Different voices. Different perspectives.
Like a dissonant Greek chorus, the voices in Deborah Wiles’ work of YA historical fiction, Kent State, rage and argue in poetic free verse as they narrate the events surrounding the Kent State University shootings of May 4, 1970. Using a range of fonts to differentiate speakers, Wiles employs the voices of multiple college students (including a member of the Black United Students group), of townspeople, and of the National Guard to convey the confusion that led to the killing of four students and the wounding of nine others when the Ohio National Guard converged on the campus that fateful weekend. In her telling, Wiles weaves in a sense of the chaos of the era, the varying attitudes toward war and civil disobedience, the ongoing civil rights issues, and the fragile nature of history with its faulty memories and competing narratives. Wiles even inserts the reader into the story, probing the reader to define how such tragedies will be kept and remembered as time marches forward.

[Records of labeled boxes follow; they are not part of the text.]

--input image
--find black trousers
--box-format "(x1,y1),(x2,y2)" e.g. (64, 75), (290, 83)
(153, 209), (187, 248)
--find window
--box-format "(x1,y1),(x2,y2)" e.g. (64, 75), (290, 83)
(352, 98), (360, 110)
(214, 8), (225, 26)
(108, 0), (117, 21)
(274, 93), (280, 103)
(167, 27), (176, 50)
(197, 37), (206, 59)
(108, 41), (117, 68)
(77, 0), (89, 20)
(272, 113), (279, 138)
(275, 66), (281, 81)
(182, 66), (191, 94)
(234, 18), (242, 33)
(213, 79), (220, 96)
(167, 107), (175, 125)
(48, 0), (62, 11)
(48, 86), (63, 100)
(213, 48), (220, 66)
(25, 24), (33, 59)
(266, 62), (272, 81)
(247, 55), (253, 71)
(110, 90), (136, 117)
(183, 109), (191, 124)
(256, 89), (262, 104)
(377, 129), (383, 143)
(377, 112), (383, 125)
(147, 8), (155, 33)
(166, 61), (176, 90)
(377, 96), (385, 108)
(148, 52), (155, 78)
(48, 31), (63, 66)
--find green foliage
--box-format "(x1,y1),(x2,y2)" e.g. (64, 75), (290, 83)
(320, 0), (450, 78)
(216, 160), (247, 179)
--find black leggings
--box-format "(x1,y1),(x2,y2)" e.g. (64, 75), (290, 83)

Fifty years have passed since the Kent State shootings, but Wiles’ depiction feels timely, as our country grapples with questions around activism, first amendment rights, racial equality, and police violence. For readers who did not live through the times, Wiles offers a useful opening “prelude” to set the historical context, and she provides a lengthy “elegy” describing how she researched and retold the controversial and often conflicting accounts of that weekend. With anger and turmoil so elegantly rendered, Kent State is an unforgettable and eye-opening work for readers of all ages.